Verspreiding van de ziekte:
In Nederland komt de aantasting algemeen voor.

Bestrijding:
Teelt: -Verwondingen aan de wortels (en aan de bovengrondse delen) vermijden;
– Zorgen voor een goede ontwatering van de groeiplaats;
– Geen gevoelige soorten aanplanten op voormalige akker- en tuinbouwgronden waar vroeger gewassen zoals aardappels, suiker- en voederbieten, dahlia’s en aardbeien zijn geteeld;
– In de boomteelt: Teeltwisseling toepassen met weinig of niet gevoelige boomsoorten (zoals naaldbomen);
– Geen aanvulgrond gebruiken van verdachte herkomst.
Sanitair: – In de boomteelt: Aangetaste planten geheel verwijderen en vernietigen.
Chemisch: Geen praktische optie, alhoewel in het verleden bij solitaire bomen incidenteel positieve resultaten zijn behaald na injectie van de boom en de bodem met oplossingen van een systemisch fungicide.

Aanvullende opmerkingen:
In Nederland worden bomen hoofdzakelijk aangetast door Verticillium dahliae en niet of nauwelijks door Verticillium albo-atrum.
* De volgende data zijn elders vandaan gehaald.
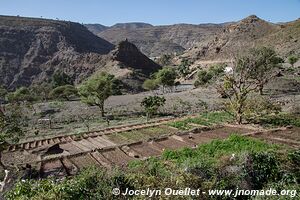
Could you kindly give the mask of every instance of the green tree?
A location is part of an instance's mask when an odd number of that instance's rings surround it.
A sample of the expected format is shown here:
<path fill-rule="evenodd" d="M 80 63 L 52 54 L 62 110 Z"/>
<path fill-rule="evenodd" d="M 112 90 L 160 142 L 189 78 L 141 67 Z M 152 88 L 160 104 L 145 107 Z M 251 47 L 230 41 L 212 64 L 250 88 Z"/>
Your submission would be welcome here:
<path fill-rule="evenodd" d="M 52 90 L 52 85 L 47 82 L 43 82 L 41 84 L 32 85 L 30 90 L 32 94 L 38 97 L 42 101 L 47 101 L 49 99 L 49 94 Z"/>
<path fill-rule="evenodd" d="M 212 79 L 212 73 L 206 70 L 199 70 L 197 73 L 197 80 L 195 81 L 194 85 L 198 87 L 199 85 L 205 85 Z"/>
<path fill-rule="evenodd" d="M 156 79 L 146 79 L 143 83 L 143 88 L 145 90 L 155 90 L 158 87 L 158 83 Z"/>
<path fill-rule="evenodd" d="M 67 101 L 69 101 L 72 97 L 76 97 L 77 95 L 78 91 L 73 85 L 58 86 L 49 94 L 49 96 L 53 99 L 64 99 Z"/>
<path fill-rule="evenodd" d="M 220 85 L 218 90 L 229 98 L 227 109 L 233 113 L 239 124 L 243 122 L 249 94 L 259 88 L 257 80 L 253 77 L 256 63 L 257 60 L 251 53 L 237 56 L 233 62 L 232 73 L 224 75 L 223 85 Z"/>
<path fill-rule="evenodd" d="M 189 60 L 183 59 L 177 68 L 178 74 L 183 78 L 186 77 L 190 73 L 189 67 L 190 67 Z"/>
<path fill-rule="evenodd" d="M 63 86 L 63 85 L 73 85 L 74 82 L 72 78 L 69 75 L 67 75 L 65 72 L 61 70 L 57 70 L 52 75 L 51 84 L 52 84 L 52 88 L 56 88 L 58 86 Z"/>
<path fill-rule="evenodd" d="M 299 58 L 295 55 L 291 55 L 288 57 L 288 62 L 294 67 L 294 64 L 299 60 Z"/>
<path fill-rule="evenodd" d="M 116 80 L 113 75 L 101 73 L 84 82 L 78 89 L 82 102 L 100 108 L 104 117 L 104 102 L 113 95 Z"/>
<path fill-rule="evenodd" d="M 144 107 L 147 119 L 151 118 L 157 113 L 159 107 L 165 105 L 166 99 L 159 96 L 145 97 L 141 102 L 141 106 Z"/>
<path fill-rule="evenodd" d="M 194 85 L 198 87 L 199 85 L 205 85 L 211 80 L 216 80 L 220 76 L 224 75 L 226 65 L 217 64 L 211 66 L 208 70 L 200 69 L 197 73 L 197 80 Z"/>
<path fill-rule="evenodd" d="M 166 86 L 175 85 L 176 71 L 173 68 L 165 67 L 155 74 L 157 82 L 162 85 L 163 90 Z"/>
<path fill-rule="evenodd" d="M 171 55 L 164 54 L 160 58 L 157 59 L 157 63 L 162 65 L 162 66 L 170 65 L 171 64 L 171 59 L 172 59 Z"/>
<path fill-rule="evenodd" d="M 14 92 L 10 92 L 7 94 L 7 100 L 11 103 L 17 103 L 17 102 L 33 102 L 36 100 L 36 97 L 34 97 L 31 93 L 31 91 L 26 87 L 20 87 L 16 89 Z"/>
<path fill-rule="evenodd" d="M 250 49 L 253 66 L 252 78 L 257 81 L 259 93 L 263 94 L 264 86 L 276 75 L 276 69 L 283 60 L 277 56 L 273 49 L 260 47 Z"/>

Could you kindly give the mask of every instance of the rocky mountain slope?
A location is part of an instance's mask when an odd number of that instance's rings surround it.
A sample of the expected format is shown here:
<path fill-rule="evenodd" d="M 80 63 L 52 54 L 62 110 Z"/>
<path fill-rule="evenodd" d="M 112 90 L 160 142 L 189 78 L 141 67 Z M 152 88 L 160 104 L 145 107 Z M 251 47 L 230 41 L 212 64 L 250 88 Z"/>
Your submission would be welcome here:
<path fill-rule="evenodd" d="M 223 27 L 222 24 L 152 26 L 145 23 L 116 24 L 105 29 L 96 29 L 95 24 L 86 26 L 94 34 L 113 44 L 127 38 L 150 57 L 182 53 L 202 41 L 213 38 Z"/>
<path fill-rule="evenodd" d="M 151 57 L 177 53 L 175 63 L 180 63 L 182 58 L 196 63 L 224 61 L 236 52 L 257 45 L 273 47 L 285 57 L 300 53 L 300 19 L 273 24 L 251 15 L 223 24 L 137 26 L 128 23 L 102 30 L 87 27 L 114 44 L 127 38 Z"/>
<path fill-rule="evenodd" d="M 129 42 L 113 49 L 78 23 L 0 16 L 0 85 L 14 89 L 49 81 L 58 69 L 79 83 L 116 62 L 142 78 L 160 67 Z M 109 71 L 121 77 L 118 70 Z"/>
<path fill-rule="evenodd" d="M 195 45 L 177 59 L 189 59 L 196 64 L 207 61 L 230 60 L 234 54 L 255 46 L 274 48 L 282 57 L 300 54 L 300 20 L 284 24 L 273 24 L 249 16 L 226 25 L 214 39 Z"/>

Deze komt meer voor op kruidachtige gewassen.

Soms wordt ten onrechte gesuggereerd dat de ziekte kan worden beperkt door aangetaste takken uit de boom te snoeien. Dit heeft echter niet of nauwelijks zin, omdat de infectie van de boom en de verspreiding van de schimmel voornamelijk zo niet uitsluitend plaatsvindt in en vanuit het wortelstelsel.

Uit recente onderzoekingen is gebleken dat veel gevallen van het zgn. “essensterven” in Nederland kan worden toegeschreven aan aantasting door Verticillium.